Consistent with the positive correlation we calculated previously, a regression line with a positive slope is fitted to the data. We can extract the slope of the line by getting the coefficient using .coef_:

print(reg.coef_)
[[947619.16030932]]

This was only meant to be a demonstration of what could be done with the data that we scraped. Better models can definitely be generated, especially given the nature of the data. Just by looking at the fit above, we can see that the residuals will be heteroskedastic. There are also a small number of players with high career points per game but low salaries in the bottom right corner of the plot which are skewing the regression line.

Taking into account these caveats, the value of the slope is ~947619.16. This suggests that for every unit increase in points per game, the predicted salary paid to a player increases by $947,619.16! Looks like making that free throw really does count.

Conclusion

Here, I used Python to scrape ESPN for statistics on all the players in the NBA using the urllib and re packages. Then, I used pandas and scikit-learn to organize the data and calculate some summary statistics.

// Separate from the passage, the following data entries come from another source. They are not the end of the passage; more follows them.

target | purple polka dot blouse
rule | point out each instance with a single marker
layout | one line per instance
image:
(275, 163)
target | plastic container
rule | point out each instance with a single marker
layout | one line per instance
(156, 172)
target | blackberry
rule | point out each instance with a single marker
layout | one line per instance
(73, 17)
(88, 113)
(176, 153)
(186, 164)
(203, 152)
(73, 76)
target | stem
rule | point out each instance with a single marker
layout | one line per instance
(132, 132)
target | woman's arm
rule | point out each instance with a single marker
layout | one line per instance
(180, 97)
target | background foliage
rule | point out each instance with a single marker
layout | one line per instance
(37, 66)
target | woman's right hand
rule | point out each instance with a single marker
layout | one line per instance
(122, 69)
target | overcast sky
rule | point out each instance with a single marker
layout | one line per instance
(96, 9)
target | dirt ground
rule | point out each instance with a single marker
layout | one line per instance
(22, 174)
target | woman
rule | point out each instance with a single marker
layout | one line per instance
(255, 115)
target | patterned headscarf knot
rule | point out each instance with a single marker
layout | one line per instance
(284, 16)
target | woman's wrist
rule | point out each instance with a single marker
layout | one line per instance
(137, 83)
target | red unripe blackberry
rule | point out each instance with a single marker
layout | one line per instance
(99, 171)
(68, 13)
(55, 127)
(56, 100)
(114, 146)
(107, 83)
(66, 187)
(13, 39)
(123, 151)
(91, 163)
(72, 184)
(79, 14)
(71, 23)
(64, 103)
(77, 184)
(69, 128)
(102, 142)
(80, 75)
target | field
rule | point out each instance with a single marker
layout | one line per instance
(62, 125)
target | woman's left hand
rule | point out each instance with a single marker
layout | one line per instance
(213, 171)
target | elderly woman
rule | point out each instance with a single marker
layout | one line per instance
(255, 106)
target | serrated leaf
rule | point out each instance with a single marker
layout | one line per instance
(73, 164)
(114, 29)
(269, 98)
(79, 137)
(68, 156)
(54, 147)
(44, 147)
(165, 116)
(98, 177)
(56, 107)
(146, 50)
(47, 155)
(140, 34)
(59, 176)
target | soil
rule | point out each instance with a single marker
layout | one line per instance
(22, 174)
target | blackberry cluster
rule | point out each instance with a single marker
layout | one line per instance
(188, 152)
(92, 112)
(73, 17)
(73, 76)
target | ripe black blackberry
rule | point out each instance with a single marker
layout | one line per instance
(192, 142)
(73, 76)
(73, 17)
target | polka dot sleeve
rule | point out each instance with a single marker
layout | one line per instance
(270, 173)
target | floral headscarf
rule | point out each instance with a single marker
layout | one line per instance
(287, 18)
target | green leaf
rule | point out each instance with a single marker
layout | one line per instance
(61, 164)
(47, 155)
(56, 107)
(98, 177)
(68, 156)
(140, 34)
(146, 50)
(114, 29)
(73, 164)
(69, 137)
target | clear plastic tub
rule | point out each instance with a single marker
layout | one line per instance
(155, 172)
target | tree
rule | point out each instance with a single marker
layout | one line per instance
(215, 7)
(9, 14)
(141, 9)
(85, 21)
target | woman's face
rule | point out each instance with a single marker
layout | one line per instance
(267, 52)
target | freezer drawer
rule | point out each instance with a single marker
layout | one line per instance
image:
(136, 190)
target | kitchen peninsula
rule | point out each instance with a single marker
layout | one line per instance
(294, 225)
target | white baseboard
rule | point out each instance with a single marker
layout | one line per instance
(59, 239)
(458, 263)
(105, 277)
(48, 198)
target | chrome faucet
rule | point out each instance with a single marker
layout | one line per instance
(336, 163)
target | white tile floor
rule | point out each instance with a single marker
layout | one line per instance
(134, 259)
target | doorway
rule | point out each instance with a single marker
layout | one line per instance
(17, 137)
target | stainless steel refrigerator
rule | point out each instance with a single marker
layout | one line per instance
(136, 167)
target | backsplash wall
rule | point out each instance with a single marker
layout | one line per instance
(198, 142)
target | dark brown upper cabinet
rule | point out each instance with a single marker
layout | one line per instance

I hope what you've learned from this project will help you out on your own web scraping quests. The techniques that I've outlined here should be broadly applicable for other websites. In general, webpages that link to subpages within the same site will construct their links in some sort of standardized pattern. If so, you can construct URLs for the subpages and loop through them as we have done here. Next time you find yourself flipping through a website and copy-pasting, consider trying to automate the process using Python!